Splunk’s model for logs, where it keeps the raw event and annotates it with data added by the host or extracted from the event, is the most usable that I’ve seen in production. It works great with structured logging like JSON but also works when you have text logging.

For metrics, have a metric name, dimensions specifying details like what host it was logged on or percentiles, and the time stamp and value. If possible attach a unit, either in the dimension name or as part of the system.

Send your monitoring data goes over UDP

One of the product managers at work asked why we were sending logging data via UDP and not TCP. After all, TCP is a reliable protocol, right? Why would I send my log entries via an unreliable protocol?

First, how unreliable is UDP? Try pinging a site. I use by default. Quickly trying that, I sent 28 packets and had 0% packet loss. TCP’s reliability is irrelevant here.

If the reliability is irrelevant, UDP is much simpler. On the client side, there is no session to establish. You send one event per datagram, which is not much of a limitation, since and a datagram carries up to 65kb of data. On the server, handling large numbers of TCP connections is hard. Handling UDP datagrams from many sources is trivial.

But there’s still that problem of packet loss. But when does that occur? In the classic case of a bunch of machines logging to another machine on the local network, packet loss implies that something is very wrong with your network. In these cases, another feature of TCP comes into play which means that it won’t help you: throttling.

When TCP connections lose a packet, a request is sent back for the packet to be resent. If lots of packets are being lost, TCP assumes that the network is congested and reduces its transfer rate. If your network has enough trouble where UDP is untenable for local logging, TCP throttles itself almost to a halt. You shouldn’t expect any more events to arrive at the logging server via TCP than via UDP.

Network logging to syslog was built in the days when logging to a server on a local network was the ubiquitous case. Its assumptions may not hold anymore. If you’re logging to somewhere far away—smartphones logging to a server, or a local machine logging to a virtual machine on AWS—then you have the regular level of packet loss of the Internet, which varies widely based on your connection and where you’re sending packets. These are the cases TCP’s throttling was designed to handle, where UDP is a poor choice.

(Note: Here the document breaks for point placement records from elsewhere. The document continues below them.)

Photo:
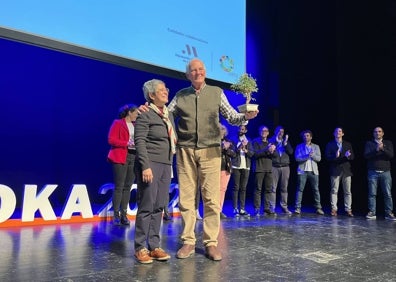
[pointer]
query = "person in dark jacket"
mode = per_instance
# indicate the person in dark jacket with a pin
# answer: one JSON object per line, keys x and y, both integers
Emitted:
{"x": 155, "y": 141}
{"x": 339, "y": 154}
{"x": 281, "y": 167}
{"x": 263, "y": 152}
{"x": 378, "y": 153}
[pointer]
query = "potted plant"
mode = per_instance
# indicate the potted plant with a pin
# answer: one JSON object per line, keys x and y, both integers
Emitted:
{"x": 246, "y": 85}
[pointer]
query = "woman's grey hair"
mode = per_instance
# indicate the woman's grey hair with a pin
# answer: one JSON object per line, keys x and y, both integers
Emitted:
{"x": 150, "y": 87}
{"x": 189, "y": 64}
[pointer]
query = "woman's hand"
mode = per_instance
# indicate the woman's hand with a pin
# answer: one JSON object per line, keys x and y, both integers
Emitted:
{"x": 147, "y": 175}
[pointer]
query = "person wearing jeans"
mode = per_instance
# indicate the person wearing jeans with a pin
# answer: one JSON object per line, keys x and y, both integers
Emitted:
{"x": 378, "y": 152}
{"x": 339, "y": 154}
{"x": 307, "y": 156}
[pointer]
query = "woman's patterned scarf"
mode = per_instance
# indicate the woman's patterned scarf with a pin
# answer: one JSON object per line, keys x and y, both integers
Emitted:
{"x": 164, "y": 114}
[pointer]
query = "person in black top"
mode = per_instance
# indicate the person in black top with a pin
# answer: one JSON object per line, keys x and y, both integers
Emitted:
{"x": 280, "y": 167}
{"x": 339, "y": 153}
{"x": 263, "y": 152}
{"x": 378, "y": 153}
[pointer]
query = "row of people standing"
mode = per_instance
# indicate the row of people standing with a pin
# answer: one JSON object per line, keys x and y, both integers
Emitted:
{"x": 270, "y": 160}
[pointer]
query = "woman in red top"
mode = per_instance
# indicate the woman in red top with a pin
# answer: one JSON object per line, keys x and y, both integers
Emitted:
{"x": 122, "y": 156}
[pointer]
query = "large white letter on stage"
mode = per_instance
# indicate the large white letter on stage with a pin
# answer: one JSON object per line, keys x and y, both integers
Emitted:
{"x": 33, "y": 202}
{"x": 78, "y": 201}
{"x": 7, "y": 202}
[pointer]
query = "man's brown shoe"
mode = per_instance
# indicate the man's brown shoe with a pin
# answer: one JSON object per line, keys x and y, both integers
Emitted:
{"x": 213, "y": 253}
{"x": 159, "y": 254}
{"x": 185, "y": 251}
{"x": 143, "y": 256}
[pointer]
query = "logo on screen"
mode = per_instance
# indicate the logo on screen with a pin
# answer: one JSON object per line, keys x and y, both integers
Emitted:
{"x": 190, "y": 50}
{"x": 227, "y": 63}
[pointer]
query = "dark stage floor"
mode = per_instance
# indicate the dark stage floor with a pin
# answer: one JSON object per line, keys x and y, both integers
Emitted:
{"x": 308, "y": 247}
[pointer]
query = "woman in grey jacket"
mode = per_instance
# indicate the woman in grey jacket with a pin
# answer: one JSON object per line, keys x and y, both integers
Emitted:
{"x": 155, "y": 141}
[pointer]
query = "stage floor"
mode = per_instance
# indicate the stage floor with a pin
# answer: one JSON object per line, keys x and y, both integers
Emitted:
{"x": 308, "y": 247}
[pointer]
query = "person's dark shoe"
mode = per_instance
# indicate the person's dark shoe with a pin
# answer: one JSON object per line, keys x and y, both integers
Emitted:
{"x": 286, "y": 211}
{"x": 116, "y": 218}
{"x": 269, "y": 212}
{"x": 349, "y": 213}
{"x": 213, "y": 253}
{"x": 186, "y": 251}
{"x": 320, "y": 212}
{"x": 124, "y": 219}
{"x": 167, "y": 216}
{"x": 159, "y": 254}
{"x": 242, "y": 212}
{"x": 257, "y": 212}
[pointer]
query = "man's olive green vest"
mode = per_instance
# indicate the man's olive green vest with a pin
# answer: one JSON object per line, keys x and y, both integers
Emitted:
{"x": 197, "y": 117}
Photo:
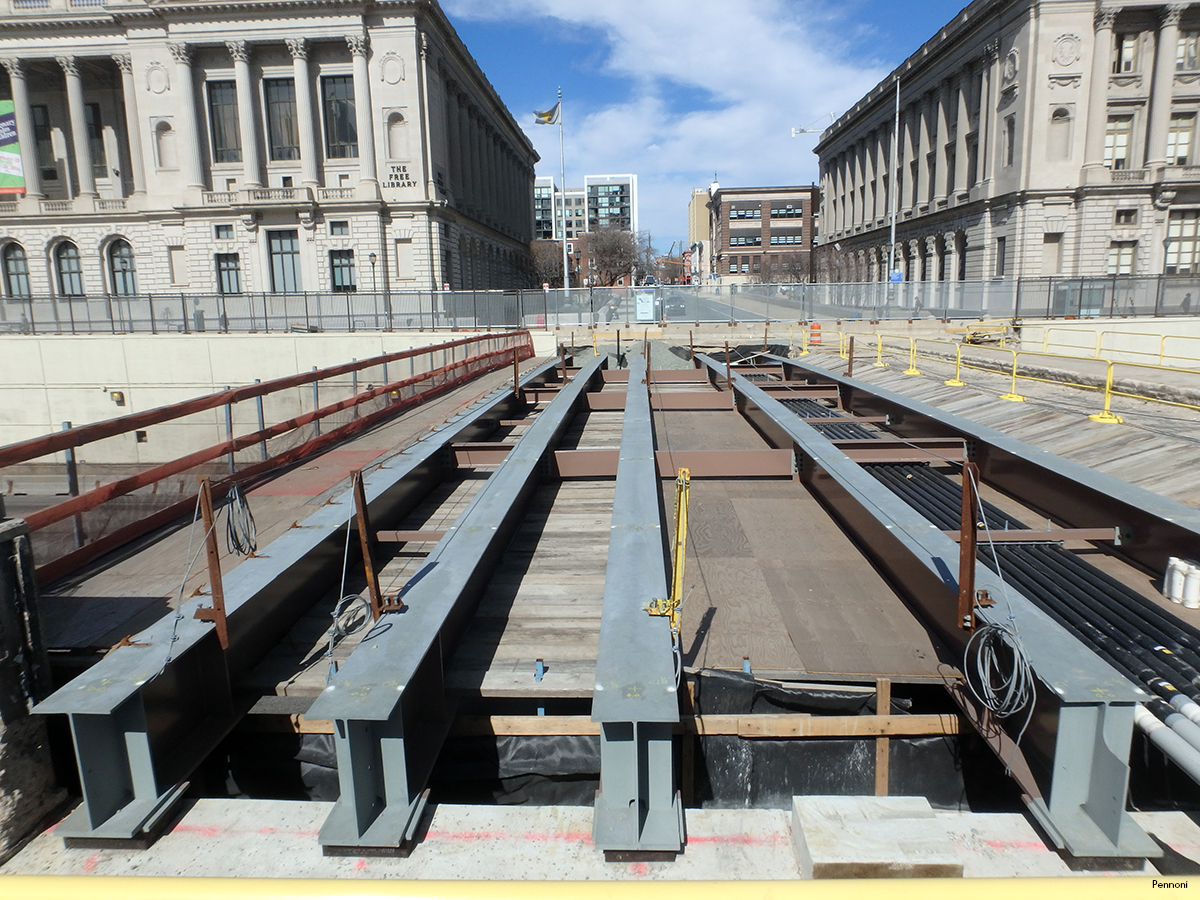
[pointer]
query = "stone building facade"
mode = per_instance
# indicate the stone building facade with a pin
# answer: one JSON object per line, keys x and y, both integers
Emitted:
{"x": 1037, "y": 138}
{"x": 262, "y": 145}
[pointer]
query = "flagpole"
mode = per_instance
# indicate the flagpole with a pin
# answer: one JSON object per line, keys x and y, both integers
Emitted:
{"x": 562, "y": 165}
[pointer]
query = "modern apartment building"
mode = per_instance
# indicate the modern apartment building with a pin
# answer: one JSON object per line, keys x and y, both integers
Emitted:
{"x": 761, "y": 234}
{"x": 213, "y": 147}
{"x": 1037, "y": 138}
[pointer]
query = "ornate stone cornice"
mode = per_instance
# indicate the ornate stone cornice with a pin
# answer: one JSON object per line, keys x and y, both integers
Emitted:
{"x": 1104, "y": 17}
{"x": 239, "y": 51}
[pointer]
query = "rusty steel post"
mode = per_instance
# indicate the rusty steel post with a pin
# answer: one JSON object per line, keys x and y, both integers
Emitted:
{"x": 366, "y": 540}
{"x": 967, "y": 547}
{"x": 214, "y": 613}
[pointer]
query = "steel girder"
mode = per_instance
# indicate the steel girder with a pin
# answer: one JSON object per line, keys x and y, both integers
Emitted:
{"x": 149, "y": 713}
{"x": 636, "y": 691}
{"x": 1152, "y": 527}
{"x": 1078, "y": 741}
{"x": 388, "y": 702}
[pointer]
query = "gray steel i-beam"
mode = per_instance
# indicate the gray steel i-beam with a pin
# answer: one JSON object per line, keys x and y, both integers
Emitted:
{"x": 636, "y": 700}
{"x": 1077, "y": 745}
{"x": 149, "y": 713}
{"x": 388, "y": 702}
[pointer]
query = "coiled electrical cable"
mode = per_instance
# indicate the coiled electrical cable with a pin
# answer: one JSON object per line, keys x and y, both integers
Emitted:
{"x": 241, "y": 533}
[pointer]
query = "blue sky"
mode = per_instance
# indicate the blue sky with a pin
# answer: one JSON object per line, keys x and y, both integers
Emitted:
{"x": 678, "y": 90}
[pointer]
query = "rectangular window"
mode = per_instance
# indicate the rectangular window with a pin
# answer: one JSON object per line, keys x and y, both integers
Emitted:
{"x": 1183, "y": 243}
{"x": 283, "y": 249}
{"x": 341, "y": 271}
{"x": 341, "y": 130}
{"x": 1179, "y": 139}
{"x": 1186, "y": 52}
{"x": 282, "y": 133}
{"x": 1125, "y": 54}
{"x": 223, "y": 121}
{"x": 1116, "y": 142}
{"x": 1121, "y": 257}
{"x": 95, "y": 139}
{"x": 228, "y": 274}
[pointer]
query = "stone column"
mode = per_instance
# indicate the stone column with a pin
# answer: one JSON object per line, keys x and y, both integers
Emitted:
{"x": 85, "y": 179}
{"x": 923, "y": 150}
{"x": 1098, "y": 90}
{"x": 246, "y": 120}
{"x": 1163, "y": 87}
{"x": 363, "y": 112}
{"x": 132, "y": 135}
{"x": 988, "y": 113}
{"x": 190, "y": 137}
{"x": 305, "y": 119}
{"x": 961, "y": 151}
{"x": 942, "y": 187}
{"x": 29, "y": 161}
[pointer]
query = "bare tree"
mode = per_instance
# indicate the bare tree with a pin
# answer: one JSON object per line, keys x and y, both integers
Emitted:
{"x": 613, "y": 253}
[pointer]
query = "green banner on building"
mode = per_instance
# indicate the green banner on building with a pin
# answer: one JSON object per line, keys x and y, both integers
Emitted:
{"x": 12, "y": 177}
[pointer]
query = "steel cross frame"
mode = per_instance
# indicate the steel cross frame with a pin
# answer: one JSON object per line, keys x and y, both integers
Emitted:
{"x": 636, "y": 700}
{"x": 149, "y": 713}
{"x": 1078, "y": 742}
{"x": 388, "y": 702}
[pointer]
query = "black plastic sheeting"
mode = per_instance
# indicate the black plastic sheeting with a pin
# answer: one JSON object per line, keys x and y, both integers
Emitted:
{"x": 955, "y": 772}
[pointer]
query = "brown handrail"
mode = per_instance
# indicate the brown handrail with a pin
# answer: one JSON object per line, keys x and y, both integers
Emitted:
{"x": 35, "y": 448}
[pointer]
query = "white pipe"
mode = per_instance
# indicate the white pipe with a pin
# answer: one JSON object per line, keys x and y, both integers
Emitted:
{"x": 1177, "y": 750}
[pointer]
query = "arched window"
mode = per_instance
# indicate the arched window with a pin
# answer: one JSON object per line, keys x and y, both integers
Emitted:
{"x": 16, "y": 271}
{"x": 123, "y": 269}
{"x": 69, "y": 269}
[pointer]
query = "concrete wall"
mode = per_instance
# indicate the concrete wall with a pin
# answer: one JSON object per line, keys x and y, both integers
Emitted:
{"x": 46, "y": 381}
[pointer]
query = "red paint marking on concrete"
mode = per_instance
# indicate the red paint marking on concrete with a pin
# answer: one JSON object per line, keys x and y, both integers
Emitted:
{"x": 1017, "y": 845}
{"x": 203, "y": 831}
{"x": 468, "y": 837}
{"x": 748, "y": 840}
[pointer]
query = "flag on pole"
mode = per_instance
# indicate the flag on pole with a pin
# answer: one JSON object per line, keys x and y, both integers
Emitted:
{"x": 549, "y": 117}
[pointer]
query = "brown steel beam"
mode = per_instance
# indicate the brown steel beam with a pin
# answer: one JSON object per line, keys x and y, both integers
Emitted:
{"x": 480, "y": 453}
{"x": 52, "y": 443}
{"x": 409, "y": 537}
{"x": 1026, "y": 535}
{"x": 702, "y": 463}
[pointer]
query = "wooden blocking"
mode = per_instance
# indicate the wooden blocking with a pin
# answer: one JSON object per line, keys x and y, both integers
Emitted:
{"x": 871, "y": 838}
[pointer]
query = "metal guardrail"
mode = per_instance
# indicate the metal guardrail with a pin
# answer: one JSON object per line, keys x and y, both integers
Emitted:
{"x": 390, "y": 309}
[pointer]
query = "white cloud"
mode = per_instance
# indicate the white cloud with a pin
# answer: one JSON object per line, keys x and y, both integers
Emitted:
{"x": 754, "y": 69}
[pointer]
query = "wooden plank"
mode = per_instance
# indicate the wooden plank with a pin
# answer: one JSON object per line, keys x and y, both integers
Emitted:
{"x": 882, "y": 745}
{"x": 745, "y": 726}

However, TCP may still provide more guarantees than you need. It guarantees that packets appear to the reciever to arrive in the same order that they were sent and proper reassembly of streams of data that span packets. In short, you can regard a TCP socket as a two way channel, ignoring the packets going back and forth underneath. It requires session negotiation and figuring out if a session is still alive. This is a lot to pay for if you don’t need it. If you don’t, the usual route is to implement a thin protocol on top of UDP. John Carmack did this for Quake 3. Plan 9 from Bell Labs uses Reliable UDP for communication between nodes. Many streaming video and audio protocols likewise sit on UDP, as do modern BitTorrent protocols. The design choices between UDP and TCP are endless and depend on the protocol’s intended use.